Untuk melaksanakan ketentuan Pasal 3 Peraturan Pemerintah Nomor 61 Tahun 2020 tentang Barang Kena Pajak yang Tergolong Mewah Selain Kendaraan Bermotor yang Dikenai Pajak Penjualan atas Barang Mewah (PPnBM), pemerintah telah mengeluarkan aturan yang mengatur tentang jenis BKP selain kendaraan bermotor yang dikenai PPnBM yakni Peraturan Menteri Keuangan Nomor 96 Tahun 2021 (PMK 96/2021).
Dalam aturan tersebut, jenis BKP yang tergolong mewah selain kendaraan bermotor yang dikenai PPnBM dikelompokkan menjadi empat dengan tarif yang berbeda-beda sebagai berikut:
Tarif PPnBM | Jenis Barang Mewah |
---|---|
20% | Hunian mewah |
40% | Balon udara dan balon udara yang dapat dikemudikan, pesawat udara lainnya tanpa tenaga penggerak serta juga berlaku untuk kelompok peluru senjata api dan senjata api lainnya. |
50% | Pesawat udara selain yang disebut dalam kelompok tarif 40% serta kelompok senjata api dan senjata api lainnya |
75% | Kapal pesiar mewah atau angkutan umum |
Selain menetapkan jenis BKP yang tergolong mewah, terdapat lima jenis barang yang atas impor atau penyerahannya dikecualikan dari PPnBM. Lima jenis barang tersebut adalah:
- peluru senjata api untuk keperluan negara;
- pesawat udara dengan tenaga penggerak untuk keperluan negara atau angkutan udara niaga;
- senjata api untuk keperluan negara;
- kapal pesiar, kapal ekskursi, dan/atau kendaraan air semacam itu terutama dirancang untuk pengangkutan orang, kapal feri dari semua jenis dan/atau yacht untuk kepentingan negara atau angkutan umum; dan
- yacht untuk usaha pariwisata.
Pengajuan SKB PPnBM
Pengecualian pengenaan PPnBM atas impor/penyerahan BKP di atas, selain yacht pariwisata, dapat diberikan tanpa harus memiliki SKB PPnBM, dalam hal BKP yang tergolong mewah tersebut telah memperoleh fasilitas dibebaskan atau tidak dipungut PPN sesuai dengan peraturan perundang-undangan di bidang perpajakan. Namun, jika BKP yang tergolong mewah tersebut tidak memperoleh fasilitas yang dimaksud, Wajib Pajak perlu memiliki SKB PPnBM untuk mendapatkan pengecualian dari pengenaan PPnBM atas impor atau penyerahan BKP yang tergolong mewah untuk setiap kali impor atau penyerahan.

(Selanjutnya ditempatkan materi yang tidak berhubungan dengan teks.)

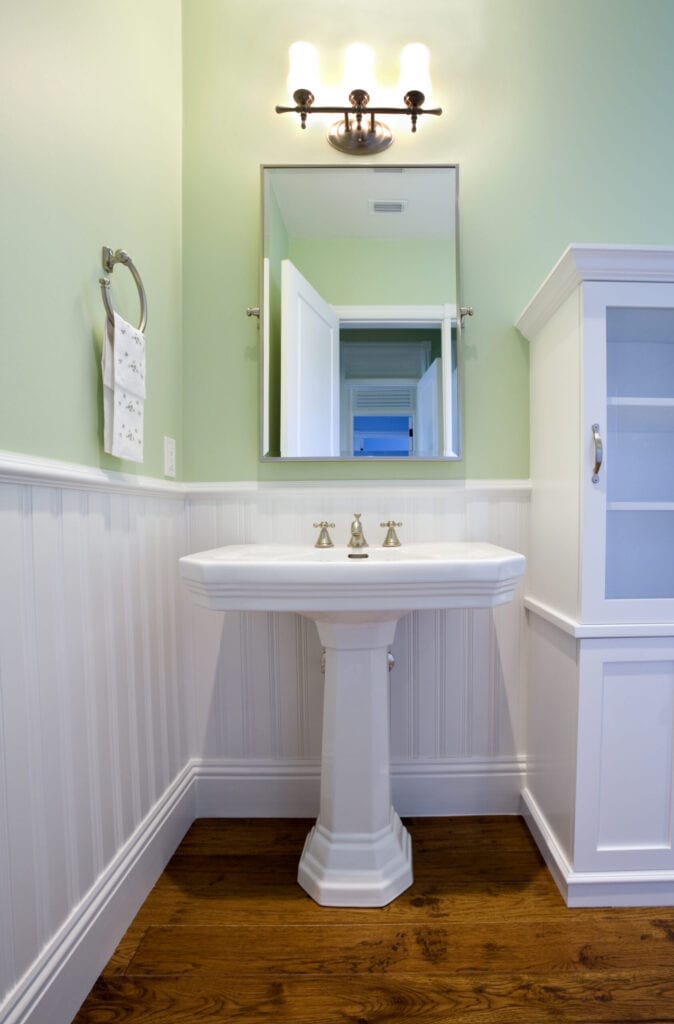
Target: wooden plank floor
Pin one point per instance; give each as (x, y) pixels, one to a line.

Untuk memperoleh SKB PPnBM, Wajib Pajak dapat mengajukan permohonan SKB PPnBM kepada Direktur Jenderal Pajak secara elektronik melalui laman DJP atau laman yang terintegrasi dengan sistem DJP dengan dilengkapi unggahan dokumen pendukung. Ketentuan pada PMK 96/2021 telah diperbarui dengan PMK 15 Tahun 2023.
Permohonan SKB PPnBM harus memuat informasi:
- nama WP, nama wakil, atau nama kuasa;
- alamat Wajib Pajak;
- NPWP, NPWP wakil dari WP atau NPWP kuasa dari WP;
- jenis usaha atau instansi/lembaga;
- kode BKP dan nama dan/atau jenis BKP;
- kuantitas barang;
- Nilai Impor, dalam hal impor atau Harga Jual, dalam hal penyerahan;
- PPnBM terutang;
- nomor dan tanggal invoice, dalam hal melakukan impor BKP yang tergolong mewah;
- nomor dan tanggal kontrak pembelian atau surat perjanjian jual beli atau dokumen yang dipersamakan;
- kurs mata uang asing serta nomor dan tanggal Keputusan Menteri yang digunakan saat permohonan, dalam hal melakukan impor BKP yang tergolong mewah; dan
- identitas pengurus atau pejabat yang berwenang dari instansi yang mengajukan permohonan.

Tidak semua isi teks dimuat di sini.